What’s Going Around: Colds, croup, flu concerns

Health

Penn Medicine Lancaster General Health Physicians Roseville Pediatrics saw a continued increase in gastroenteritis, or a stomach bug, seasonal allergy symptoms and bronchiolitis.

They have seen a lot of viral colds, many with fevers. They have also seen a small increase in hand, foot and mouth disease.

With the increase in colds has come an increase in asthma exacerbations, as well as a lot of cough concerns.

They have seen walking pneumonia cases stay steady, mostly in elementary and middle school-aged kids. They have not seen flu yet, though it has been seen in Pennsylvania.

Dr. Joan Thode offered the following advice about gastroenteritis:

“The formal name of the “GI bug” is gastroenteritis, or inflammation of the GI tract (from mouth to rectum). Symptoms often start with vomiting and end with diarrhea, though they can start simultaneously or within the same 24-hour period. Vomiting often resolves pretty quickly. Diarrhea, however, often lasts longer – especially in younger kids — with a slow improvement over a week or more.

Because water is the main thing lost with diarrhea, hydration is the primary goal for a child with acute gastroenteritis. Electrolyte solutions such as Pedialyte can be used for vomiting or diarrhea, keeping in mind that water should be the primary form of rehydration. While the electrolytes in products like Gatorade can be slightly helpful in severe diarrhea cases, the high sugar content negates this benefit and typically makes the diarrhea worse.

Please note that while water is the most ideal hydration for children over 12 months, babies younger than 12 months still have immature kidneys, so hydration efforts should be coordinated with your child’s doctor.

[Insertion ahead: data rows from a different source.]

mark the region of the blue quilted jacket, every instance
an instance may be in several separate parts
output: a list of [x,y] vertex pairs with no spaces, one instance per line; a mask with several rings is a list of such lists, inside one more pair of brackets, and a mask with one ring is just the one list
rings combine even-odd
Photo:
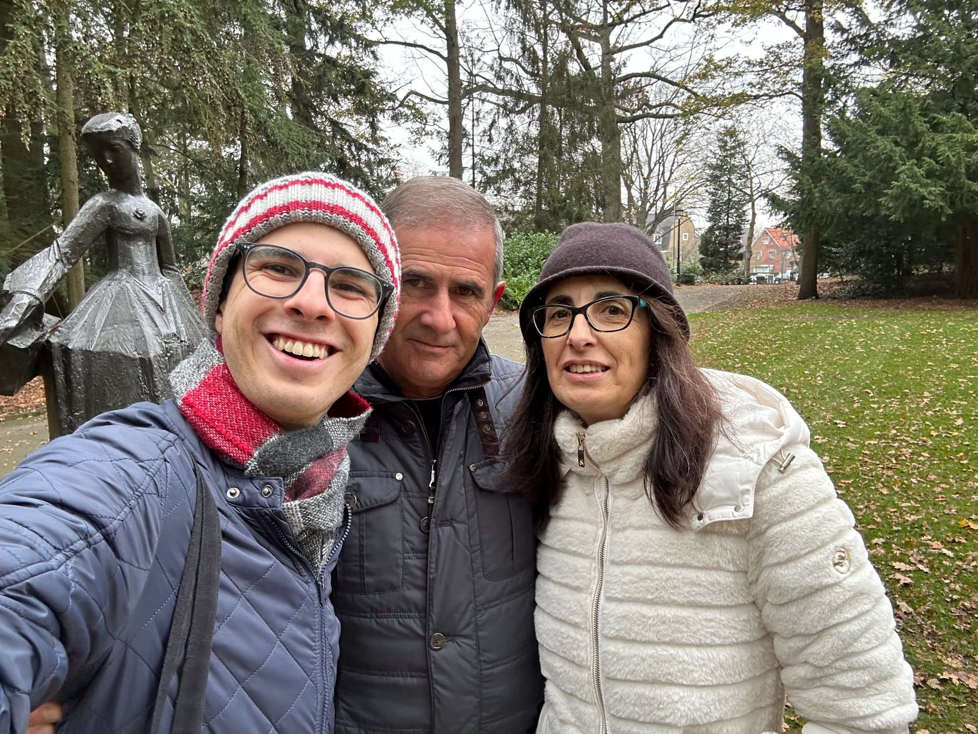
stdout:
[[192,462],[222,532],[203,730],[333,731],[339,543],[317,578],[282,513],[282,480],[218,461],[168,401],[101,415],[0,482],[0,734],[22,732],[51,699],[66,706],[64,732],[149,729],[190,542]]

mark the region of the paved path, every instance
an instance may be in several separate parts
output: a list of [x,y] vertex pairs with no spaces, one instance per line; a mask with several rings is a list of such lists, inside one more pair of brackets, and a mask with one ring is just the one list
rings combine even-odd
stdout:
[[[758,286],[687,286],[676,298],[687,313],[733,308],[757,293]],[[515,313],[499,313],[483,332],[489,348],[517,362],[523,361],[523,340]],[[0,422],[0,477],[9,473],[35,448],[47,443],[48,424],[43,413]]]

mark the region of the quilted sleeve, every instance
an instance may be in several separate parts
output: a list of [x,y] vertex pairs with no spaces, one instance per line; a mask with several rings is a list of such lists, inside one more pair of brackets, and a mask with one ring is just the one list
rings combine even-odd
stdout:
[[173,491],[170,459],[190,459],[161,436],[76,433],[0,482],[0,734],[22,732],[69,675],[94,671],[125,625],[167,493],[192,490]]
[[898,734],[917,713],[893,609],[854,526],[807,446],[761,472],[749,577],[788,700],[813,722],[807,734]]

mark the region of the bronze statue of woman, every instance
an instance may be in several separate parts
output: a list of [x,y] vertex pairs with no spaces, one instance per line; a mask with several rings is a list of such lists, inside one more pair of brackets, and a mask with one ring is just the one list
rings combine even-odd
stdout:
[[[97,115],[81,136],[111,188],[89,199],[51,247],[7,276],[3,290],[9,298],[0,312],[0,344],[8,349],[37,349],[46,336],[47,355],[42,347],[40,361],[47,359],[45,378],[53,383],[47,386],[52,437],[106,410],[166,399],[172,394],[170,371],[203,338],[177,269],[169,223],[143,193],[136,120],[119,113]],[[50,317],[42,324],[44,301],[103,234],[109,274],[53,328]],[[0,372],[5,369],[0,365]],[[34,367],[17,381],[37,369],[45,371]]]

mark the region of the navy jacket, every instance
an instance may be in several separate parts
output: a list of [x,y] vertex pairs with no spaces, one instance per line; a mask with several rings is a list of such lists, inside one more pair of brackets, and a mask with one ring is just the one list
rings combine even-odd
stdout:
[[522,369],[480,344],[445,391],[437,456],[417,409],[375,366],[354,386],[374,413],[349,444],[353,516],[334,573],[337,734],[535,729],[533,523],[480,437],[490,418],[502,433]]
[[222,533],[203,730],[333,731],[339,543],[315,577],[281,479],[221,463],[167,401],[98,416],[0,482],[0,734],[23,731],[51,699],[66,706],[64,732],[148,730],[193,524],[192,462]]

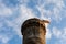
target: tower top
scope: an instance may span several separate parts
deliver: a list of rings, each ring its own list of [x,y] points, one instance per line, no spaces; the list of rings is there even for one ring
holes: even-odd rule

Children of any age who cannot keep down any fluids due to vomiting and/or are showing signs of dehydration (decreased urine output, fewer tears, dry mouth, cracked lips) should be evaluated by their doctor. “

WellSpan Health pediatric medicine physicians continue to see numerous bug bites and stings, as well as common colds and viral cases of croup. Sports injuries continue to be seen as we move through the fall sports season.

This week, pediatricians at Penn State Children’s Hospital and Penn State Health Medical Group are seeing a lot of cases of viral upper respiratory illnesses, the common cold, and some cases of croup. Pediatricians would like to remind parents to make sure kids get flu vaccinations.

The CVS MinuteClinic in Lancaster reported the following this week:

“Flu vaccine is our most requested visit over the past week. Recommendations from Centers for Disease Control are to vaccinate all persons aged 6 months and up. There are many vaccine products on the market targeting particular age groups. Aged 65 and up are eligible to receive High Dose flu vaccine which has a higher amount of the antigen to help boost the immune system to make appropriate antibodies. We have vaccine for egg allergic patients. Now is the time to come in. We are predicted to have an above average flu vaccine and it is shown to reduce complications of the flu.

We have seen some patients with complaints of red eye, itching, and clear discharge. Over-the-counter antihistamines like Claritin or Zyrtec help. A visit to a health care provider will help determine the cause of red eye, ruling out bacterial. Eye drops over the counter include Zaditor or Naphcon. Prescriptions include Pazeo and Patanol. Natural tears also help in rinsing allergens from the eye.

We have seen some flu like-illness with fever, body aches, headache and severe cold symptoms. A rapid flu test is available to help rule out influenza. Medications include over the counter fever reducers and cough and cold medicines. Evaluation by a health care provider to rule out influenza and make over-the-counter recommendations is important as many of these medications can cause side effects and interact with prescriptions.”

At the CVS MinuteClinic in York, we have seen an increase in upper respiratory infections and a case of strep throat.

There’s also been an increase in the amount of flu vaccines being given. Wellness screenings continue.